SÃO PAULO, SP (FOLHAPRESS) – Lançado em junho pela Pixar, “Elio” originalmente retrataria seu protagonista como um personagem queer. É o que disseram fontes de dentro do estúdio, à revista especializada The Hollywood Reporter, sobre os bastidores da animação, que amargou a pior abertura em bilheteria da história da empresa.

Segundo funcionários da Pixar, as primeiras versões do filme, que sofreu mudanças ao longo do processo, eram mais próximas das ideias de seu criador, Adrian Molina, que é um homem gay e deixou a produção sob o pretexto de assumir a continuação de “Viva: A Vida É uma Festa”.

Eles descrevem duas cenas específicas, citadas pela reportagem —numa delas, o menino Elio coletava objetos numa praia para produzir novas peças de roupa, incluindo um top rosa.

Em outra sequência, fotografias de seu quarto sugeriam interesse por outro garoto.
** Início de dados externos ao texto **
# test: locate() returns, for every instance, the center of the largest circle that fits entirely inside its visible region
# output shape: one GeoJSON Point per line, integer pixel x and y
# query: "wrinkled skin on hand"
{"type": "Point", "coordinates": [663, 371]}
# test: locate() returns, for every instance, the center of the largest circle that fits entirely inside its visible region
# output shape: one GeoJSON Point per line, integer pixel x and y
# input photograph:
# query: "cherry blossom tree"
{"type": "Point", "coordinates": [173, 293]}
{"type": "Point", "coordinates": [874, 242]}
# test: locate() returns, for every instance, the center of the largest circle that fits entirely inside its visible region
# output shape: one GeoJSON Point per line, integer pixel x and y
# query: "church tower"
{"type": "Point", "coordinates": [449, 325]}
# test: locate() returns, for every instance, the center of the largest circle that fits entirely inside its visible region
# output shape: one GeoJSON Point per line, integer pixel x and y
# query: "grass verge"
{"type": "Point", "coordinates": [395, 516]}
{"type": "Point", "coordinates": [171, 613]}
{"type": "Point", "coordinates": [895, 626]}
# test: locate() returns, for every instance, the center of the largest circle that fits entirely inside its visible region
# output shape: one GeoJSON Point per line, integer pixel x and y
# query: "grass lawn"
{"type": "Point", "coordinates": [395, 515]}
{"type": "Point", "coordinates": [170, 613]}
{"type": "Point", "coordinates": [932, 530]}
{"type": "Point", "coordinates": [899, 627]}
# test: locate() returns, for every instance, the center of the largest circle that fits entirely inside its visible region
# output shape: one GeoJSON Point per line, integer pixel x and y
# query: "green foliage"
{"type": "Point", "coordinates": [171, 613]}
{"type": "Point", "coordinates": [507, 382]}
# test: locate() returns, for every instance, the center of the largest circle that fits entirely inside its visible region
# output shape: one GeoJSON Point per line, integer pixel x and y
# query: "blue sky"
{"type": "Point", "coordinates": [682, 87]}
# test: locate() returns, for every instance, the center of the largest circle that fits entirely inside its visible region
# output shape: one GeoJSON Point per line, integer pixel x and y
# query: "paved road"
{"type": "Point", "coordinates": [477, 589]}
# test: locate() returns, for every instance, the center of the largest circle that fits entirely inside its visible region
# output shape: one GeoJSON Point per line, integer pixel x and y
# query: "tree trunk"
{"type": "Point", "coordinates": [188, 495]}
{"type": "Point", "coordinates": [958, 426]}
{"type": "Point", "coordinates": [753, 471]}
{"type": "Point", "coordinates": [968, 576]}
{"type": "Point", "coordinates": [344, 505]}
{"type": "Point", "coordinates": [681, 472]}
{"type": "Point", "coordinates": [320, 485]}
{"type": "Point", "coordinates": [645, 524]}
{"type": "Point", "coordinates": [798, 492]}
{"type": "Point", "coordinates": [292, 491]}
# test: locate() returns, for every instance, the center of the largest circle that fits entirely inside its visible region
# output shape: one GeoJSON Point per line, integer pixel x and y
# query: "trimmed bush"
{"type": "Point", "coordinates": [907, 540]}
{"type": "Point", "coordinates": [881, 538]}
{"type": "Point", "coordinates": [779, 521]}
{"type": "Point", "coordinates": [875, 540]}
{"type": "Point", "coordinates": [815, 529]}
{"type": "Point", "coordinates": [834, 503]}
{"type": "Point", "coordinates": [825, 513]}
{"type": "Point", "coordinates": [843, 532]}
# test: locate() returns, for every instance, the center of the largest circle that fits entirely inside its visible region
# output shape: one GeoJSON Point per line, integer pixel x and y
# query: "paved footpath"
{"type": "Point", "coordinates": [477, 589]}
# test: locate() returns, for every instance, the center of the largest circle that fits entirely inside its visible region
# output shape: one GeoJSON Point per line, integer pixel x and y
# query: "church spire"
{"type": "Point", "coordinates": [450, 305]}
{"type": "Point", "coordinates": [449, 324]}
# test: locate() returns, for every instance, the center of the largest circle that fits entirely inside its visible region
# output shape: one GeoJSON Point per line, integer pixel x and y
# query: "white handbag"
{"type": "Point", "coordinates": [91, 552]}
Segundo o texto, entretanto, o cineasta nunca teve a intenção de que a narrativa do menino de 11 anos fosse sobre “sair do armário”.

Nem por isso a produção deixou de sofrer interferências. A relação de Elio com a moda foi um aspecto retirado do filme, e, com o tempo, os supervisores da produção teriam buscado reforçar a masculinidade do personagem.

“Ficou muito claro, durante o desenvolvimento da primeira versão, que [líderes do estúdio] estavam constantemente derrubando os momentos do filme que sugeriam a sexualidade de Elio como sendo queer”, afirmou um artista que trabalhou na Pixar que esteve envolvido com os primeiros estágios da animação.

A situação se agravou quando o desenho passou por uma exibição-teste, em 2023. Segundo a revista, apesar de elogios, ninguém do público levantou a mão quando questionado sobre se este seria um filme que os levaria às salas de cinemas.

Foi nessa mesma época que Molina teria apresentado a sua versão mais recente à chefia da Pixar. Embora não exista um consenso a respeito das reações de Pete Docter, presidente do estúdio, fontes anônimas dizem que o diretor ficou magoado com a resposta.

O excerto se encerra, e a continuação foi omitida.